Nécro / Décédé à l’âge de 61 ans, l’écrivain Pascal Garnier disparaît au moment où son œuvre, trop longtemps étiquetée «roman noir», s’affirmait comme l’une des plus singulières de la littérature française contemporaine. Yann Nicol

Le Grand Loin, paru chez Zulma en début d’année sera donc le dernier roman de Pascal Garnier, qui nous a quittés le 5 mars dernier.
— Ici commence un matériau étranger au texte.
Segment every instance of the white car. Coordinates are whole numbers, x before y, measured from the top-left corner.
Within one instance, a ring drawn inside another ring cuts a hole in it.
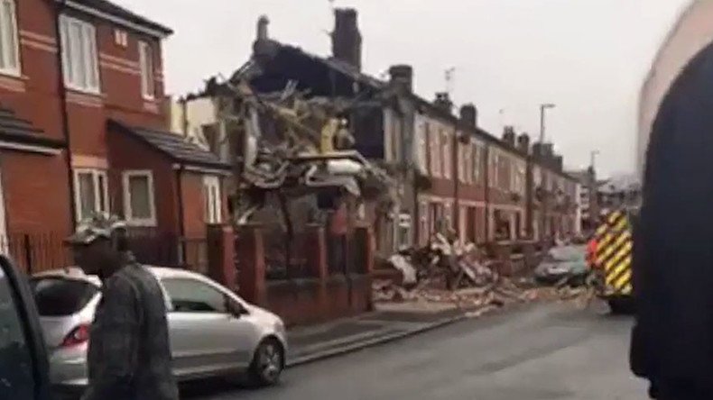
[[[246,372],[255,384],[277,383],[287,353],[280,317],[202,275],[149,270],[164,291],[173,372],[180,381]],[[101,283],[68,268],[34,275],[31,284],[50,353],[51,380],[60,388],[80,389],[88,383],[88,332]]]

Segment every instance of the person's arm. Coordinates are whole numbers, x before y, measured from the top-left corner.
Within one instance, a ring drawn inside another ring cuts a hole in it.
[[[126,279],[110,279],[103,290],[103,312],[97,328],[102,346],[96,349],[96,370],[83,400],[132,398],[138,360],[141,321],[138,294]]]

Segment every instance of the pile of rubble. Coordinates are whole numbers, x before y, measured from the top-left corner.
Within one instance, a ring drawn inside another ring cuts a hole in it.
[[[473,244],[461,245],[436,234],[432,243],[401,251],[389,259],[401,280],[373,283],[377,303],[450,305],[477,314],[493,308],[535,301],[567,301],[588,305],[588,286],[572,286],[569,280],[538,285],[532,277],[510,278],[497,274],[493,261],[484,259]]]

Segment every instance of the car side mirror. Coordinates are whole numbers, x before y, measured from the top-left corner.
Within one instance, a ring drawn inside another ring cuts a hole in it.
[[[243,307],[240,303],[231,299],[230,297],[226,297],[226,309],[236,318],[240,318],[241,316],[248,314],[247,310],[245,310],[245,308]]]

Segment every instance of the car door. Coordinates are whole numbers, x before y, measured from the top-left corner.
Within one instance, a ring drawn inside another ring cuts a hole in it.
[[[30,288],[24,277],[2,255],[0,398],[51,398],[47,351]]]
[[[240,316],[216,287],[192,278],[162,280],[169,299],[169,333],[179,377],[211,375],[244,367]]]

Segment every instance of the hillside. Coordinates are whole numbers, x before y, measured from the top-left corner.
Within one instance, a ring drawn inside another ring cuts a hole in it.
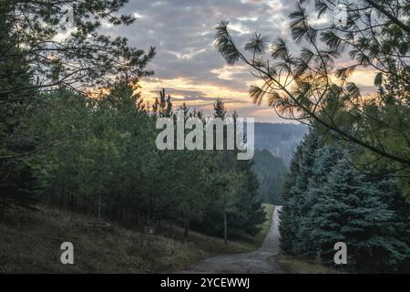
[[[293,151],[307,130],[308,128],[301,124],[256,122],[255,148],[266,149],[289,165]]]
[[[40,206],[19,210],[0,221],[0,273],[156,273],[174,271],[220,254],[250,252],[267,234],[241,242],[230,242],[182,230],[157,230],[154,235],[116,225],[87,224],[92,218],[68,211]],[[267,213],[272,212],[268,207]],[[62,265],[60,245],[74,245],[75,265]]]
[[[274,157],[267,150],[255,151],[253,171],[258,175],[259,195],[263,203],[281,204],[279,191],[286,166],[282,159]]]

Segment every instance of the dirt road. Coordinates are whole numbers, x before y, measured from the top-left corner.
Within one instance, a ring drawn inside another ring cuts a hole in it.
[[[238,273],[238,274],[277,274],[283,271],[271,258],[279,253],[278,207],[273,212],[271,230],[262,245],[249,254],[219,256],[208,258],[190,270],[180,273]],[[270,259],[271,258],[271,259]]]

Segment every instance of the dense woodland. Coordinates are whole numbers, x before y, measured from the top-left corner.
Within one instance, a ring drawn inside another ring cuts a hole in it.
[[[281,195],[283,250],[332,264],[334,244],[344,242],[348,268],[408,272],[409,2],[338,4],[298,1],[287,38],[255,32],[241,44],[222,21],[216,47],[259,79],[250,88],[255,103],[312,128]],[[354,78],[366,71],[370,93]]]
[[[253,166],[235,151],[157,149],[159,117],[205,117],[174,109],[165,91],[144,102],[138,82],[153,74],[155,48],[100,33],[102,21],[132,25],[118,15],[126,3],[1,2],[0,220],[49,203],[123,224],[173,222],[186,235],[254,235],[265,219],[261,201],[278,202],[284,166],[270,169],[275,159],[263,151]],[[76,17],[59,38],[63,4]],[[298,1],[289,16],[292,44],[280,37],[270,46],[255,33],[241,50],[226,21],[215,36],[228,65],[242,62],[262,82],[250,89],[255,103],[266,99],[277,115],[312,127],[281,191],[282,247],[331,264],[343,241],[347,268],[409,272],[408,1],[354,1],[343,26],[328,27],[310,14],[324,17],[333,1],[308,5]],[[373,95],[350,79],[369,68]],[[214,117],[226,115],[216,100]]]
[[[282,247],[333,265],[344,242],[351,269],[408,273],[410,203],[393,179],[357,170],[351,155],[314,130],[300,144],[282,190]]]

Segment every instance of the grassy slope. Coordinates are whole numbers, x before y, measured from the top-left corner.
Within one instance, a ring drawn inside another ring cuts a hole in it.
[[[272,206],[267,205],[272,214]],[[269,230],[242,242],[191,233],[149,235],[121,226],[87,226],[90,217],[49,207],[20,211],[0,223],[0,272],[15,273],[155,273],[179,270],[220,254],[249,252],[258,247]],[[271,216],[270,216],[271,217]],[[272,219],[271,219],[272,220]],[[60,263],[60,245],[74,245],[75,265]]]

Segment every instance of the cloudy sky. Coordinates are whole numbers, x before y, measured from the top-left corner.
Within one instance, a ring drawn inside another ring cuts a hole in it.
[[[229,20],[231,31],[241,45],[253,31],[274,40],[289,38],[289,13],[297,0],[129,0],[123,14],[137,20],[128,27],[105,27],[112,35],[127,36],[131,45],[157,56],[150,64],[155,71],[142,81],[146,100],[158,97],[164,88],[174,104],[186,101],[190,108],[210,113],[216,98],[227,103],[229,110],[259,121],[285,122],[267,106],[253,105],[250,84],[257,80],[242,64],[229,67],[213,45],[215,26]],[[371,76],[362,74],[361,85],[373,84]]]

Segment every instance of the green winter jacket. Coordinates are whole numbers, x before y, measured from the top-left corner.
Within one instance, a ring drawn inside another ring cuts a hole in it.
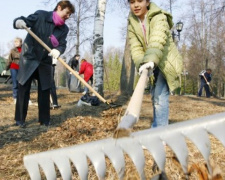
[[[180,86],[183,60],[171,35],[172,16],[152,2],[146,16],[147,42],[139,19],[132,13],[129,16],[128,35],[132,59],[137,70],[144,63],[154,62],[164,74],[170,91],[174,91]]]

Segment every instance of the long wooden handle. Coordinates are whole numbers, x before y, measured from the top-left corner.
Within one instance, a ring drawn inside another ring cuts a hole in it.
[[[207,81],[207,79],[206,79],[206,77],[205,77],[205,75],[203,74],[203,77],[204,77],[204,79],[205,79],[205,82],[207,83],[207,85],[209,86],[209,89],[210,89],[210,91],[212,92],[212,87],[208,84],[208,81]]]
[[[26,31],[35,39],[37,40],[48,52],[51,52],[51,49],[36,35],[34,34],[29,28],[25,28]],[[103,103],[109,104],[97,91],[95,91],[79,74],[74,71],[64,60],[60,57],[57,58],[63,66],[66,67],[77,79],[79,79],[91,92],[93,92]]]

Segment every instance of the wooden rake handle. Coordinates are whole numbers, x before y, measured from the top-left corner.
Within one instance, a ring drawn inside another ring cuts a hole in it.
[[[34,34],[29,28],[25,28],[25,30],[35,39],[37,40],[48,52],[51,52],[51,49],[36,35]],[[79,74],[74,71],[64,60],[60,57],[57,58],[63,66],[66,67],[77,79],[79,79],[91,92],[93,92],[103,103],[109,104],[97,91],[95,91]]]

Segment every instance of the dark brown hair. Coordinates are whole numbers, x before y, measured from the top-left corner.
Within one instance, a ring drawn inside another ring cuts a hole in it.
[[[62,9],[68,8],[71,12],[71,14],[73,14],[75,12],[75,8],[73,6],[73,4],[71,4],[70,1],[59,1],[58,4],[56,5],[54,11],[57,10],[57,7],[60,6]]]

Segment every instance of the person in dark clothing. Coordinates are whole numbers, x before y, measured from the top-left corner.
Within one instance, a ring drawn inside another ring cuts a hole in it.
[[[206,70],[200,72],[199,76],[200,76],[200,80],[201,80],[201,85],[200,85],[200,89],[198,91],[198,96],[199,97],[202,96],[202,90],[203,90],[203,88],[205,88],[206,97],[210,98],[211,93],[210,93],[209,85],[210,85],[210,81],[212,80],[212,70],[206,69]]]
[[[50,88],[52,85],[52,64],[66,49],[66,37],[69,28],[65,21],[74,13],[74,6],[70,1],[59,1],[54,11],[38,10],[28,17],[21,16],[13,22],[15,29],[26,27],[36,34],[52,50],[49,53],[27,34],[22,45],[22,52],[18,72],[18,96],[16,101],[16,125],[25,127],[31,82],[35,78],[38,82],[38,109],[40,125],[50,125]],[[53,59],[52,59],[53,58]]]

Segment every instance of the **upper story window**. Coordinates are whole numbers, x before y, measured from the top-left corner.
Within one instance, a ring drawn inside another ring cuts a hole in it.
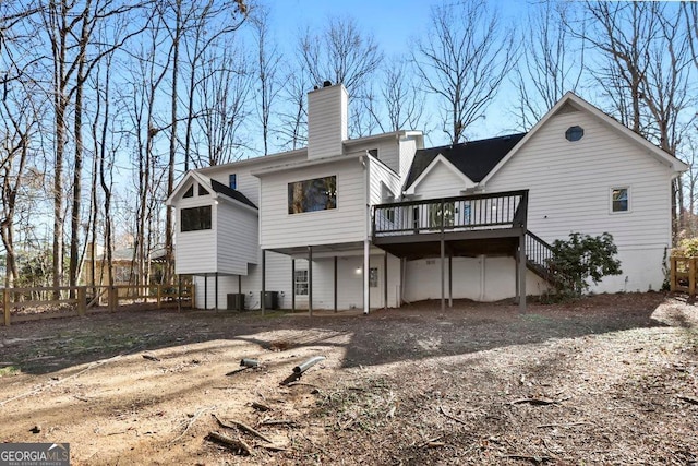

On ne trouvera désormais son humour grinçant, son sens du décalage, son exigence radicale et son amour de la provocation que dans ses livres, nombreux, qu’il publiait avec régularité depuis la parution, en 1986, d’un recueil de nouvelles, L’Année sabbatique, chez POL. Dès le mois de mai, son éditeur proposera une réédition de trois de ses textes courts (Les Insulaires et autres romans noirs), histoire que le sevrage ne soit pas trop brutal. Car le monsieur va nous manquer, tant son travail était inclassable et intègre, et tant le personnage détonnait dans l’univers parfois compassé d’une République des Lettres dont il semblait se méfier comme de la peste. Car ce qui l’animait, c’était ce qu’on a désormais coutume d’appeler les vrais gens : ses héros, parfois en révolte, souvent en marge, semblaient refléter son propre rapport au monde, qu’il résumait ainsi : «Je m'aperçois qu'on m'a vendu le monde sans mode d'emploi et qu'on a abusé de mon innocence par le biais d'une publicité mensongère». C’est dans l’écriture (et la peinture) que cet autodidacte, qui a également publié de nombreux textes pour la jeunesse, avait trouvé sa place. Une place de choix.Ombres et lumière
Ces dernières années, Pascal Garnier avait publié de nombreux romans où l’on retrouvait son univers si particulier, mélange de noirceur profonde et de dérision, de brutalité et de tendresse, de désespoir et de beauté. Ses héros, toujours en quête d’un endroit où vivre, avaient la solitude chevillée au corps. On se souvient notamment de Gabriel, le personnage principal de La Théorie du Panda, qui consolait les âmes chagrines grâce à ses dons de cuisinier. Comme tous ses héros, il était marqué par une profonde ambiguïté, qui le rendait à la fois attachant et effrayant. Le noir allait si bien à Pascal Garnier que l’étiquette "polar" lui a collé à la peau, tant et si bien que l’on oubliait trop souvent la qualité de son style, l’inventivité de sa langue et la puissance tout en retenue de son écriture à la fois pudique et flamboyante. Si ce n’est pas encore fait, lisez Pascal Garnier. Un dernier mot pour vous confier une anecdote personnelle. Lors de la dernière interview qu’il m’avait accordée, Pascal Garnier m’avait lancé, avec le sens de la formule qui le caractérisait, une expression qui pourrait être le symbole de sa personnalité et de son œuvre. «La vie est un spectacle magnifique. Mais qu’est-ce qu’on est mal assis !». Souhaitons lui d’avoir trouvé un siège plus confortable…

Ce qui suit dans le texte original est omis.